High winds and heavy rain damaged transmission lines and left several downed utility poles, wires, tree branches and other debris. Patricia Egan, Oswego County Emergency Management Director, said the heaviest reports of damage are in the city of Oswego, town of Oswego, and the Pulaski-Sandy Creek and Lacona areas.
Several thousand National Grid customers are without power this afternoon across Oswego County. Interstate Route 81 is closed between Pulaski and Sandy Creek and traffic is being re-routed.
Egan emphasizes that people should not try to drive under hanging lines or over power lines that are on the ground.
The Oswego County Health Department has cancelled the rabies clinic that was scheduled for Wednesday, June 11, in the County Highway Garage on county Route 2A near Pulaski. The clinic will take place next Wednesday, June 18, from 6 to 8 p.m. at the highway garage.
She said there had been no reports of serious injuries but there have been several reports of property damage resulting from high winds, uprooted trees and downed tree branches.
She emphasizes that people using generators as a back-up source of electrical power must follow the manufacturer’s instructions for proper installation and power usage.
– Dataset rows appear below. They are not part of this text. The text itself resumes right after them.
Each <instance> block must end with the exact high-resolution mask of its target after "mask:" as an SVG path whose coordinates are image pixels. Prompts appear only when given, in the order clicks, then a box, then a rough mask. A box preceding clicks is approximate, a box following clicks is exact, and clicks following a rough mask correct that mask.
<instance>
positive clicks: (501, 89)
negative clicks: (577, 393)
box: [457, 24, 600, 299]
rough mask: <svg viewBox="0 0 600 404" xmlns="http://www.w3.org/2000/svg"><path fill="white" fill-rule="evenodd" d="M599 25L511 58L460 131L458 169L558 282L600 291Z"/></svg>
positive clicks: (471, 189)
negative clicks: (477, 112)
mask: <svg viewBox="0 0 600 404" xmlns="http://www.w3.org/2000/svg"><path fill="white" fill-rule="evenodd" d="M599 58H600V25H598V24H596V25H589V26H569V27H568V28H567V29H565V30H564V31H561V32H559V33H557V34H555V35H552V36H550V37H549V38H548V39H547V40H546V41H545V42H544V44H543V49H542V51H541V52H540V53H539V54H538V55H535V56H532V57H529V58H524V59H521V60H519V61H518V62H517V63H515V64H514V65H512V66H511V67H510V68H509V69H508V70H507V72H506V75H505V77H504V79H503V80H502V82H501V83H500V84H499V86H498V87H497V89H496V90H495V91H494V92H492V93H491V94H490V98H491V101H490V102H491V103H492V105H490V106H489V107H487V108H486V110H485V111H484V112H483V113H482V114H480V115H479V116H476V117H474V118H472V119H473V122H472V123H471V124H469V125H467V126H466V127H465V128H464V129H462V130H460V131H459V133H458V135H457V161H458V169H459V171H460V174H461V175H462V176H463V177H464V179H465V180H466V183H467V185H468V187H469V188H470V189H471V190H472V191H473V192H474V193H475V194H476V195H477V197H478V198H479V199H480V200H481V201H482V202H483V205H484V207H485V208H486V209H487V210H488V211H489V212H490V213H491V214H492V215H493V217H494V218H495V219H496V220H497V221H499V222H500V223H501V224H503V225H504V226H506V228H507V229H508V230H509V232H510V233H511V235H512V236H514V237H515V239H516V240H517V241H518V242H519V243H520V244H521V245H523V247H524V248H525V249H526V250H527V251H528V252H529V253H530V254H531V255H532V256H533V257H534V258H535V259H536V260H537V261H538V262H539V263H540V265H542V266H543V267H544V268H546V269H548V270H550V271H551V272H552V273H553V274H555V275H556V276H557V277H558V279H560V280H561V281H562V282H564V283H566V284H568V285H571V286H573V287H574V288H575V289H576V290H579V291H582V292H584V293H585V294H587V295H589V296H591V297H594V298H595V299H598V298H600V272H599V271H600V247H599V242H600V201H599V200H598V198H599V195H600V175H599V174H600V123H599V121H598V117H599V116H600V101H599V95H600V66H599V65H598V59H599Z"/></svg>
Generators should be operated outside and downwind of the structure to provide adequate ventilation and prevent carbon monoxide poisoning.
“Before you operate a generator, make sure your electrical system is disconnected from the National Grid system by ensuring that the main circuit breaker in your electric service box is in the ‘off’ position,” said Egan. “In older electric service panel boxes, the main fuse box should be removed. This prevents your generator’s electricity from going back into the power lines in the street, which could endanger line crews and your neighbors.”
The Oswego County Emergency Management Office is working closely with the County Administrator’s Office, the Sheriff’s Office, highway departments, E911, fire and emergency agencies, health and social service agencies and National Grid, to coordinate storm cleanup activities.
Anyone needing emergency assistance should contact 911 or go to the nearest local fire department.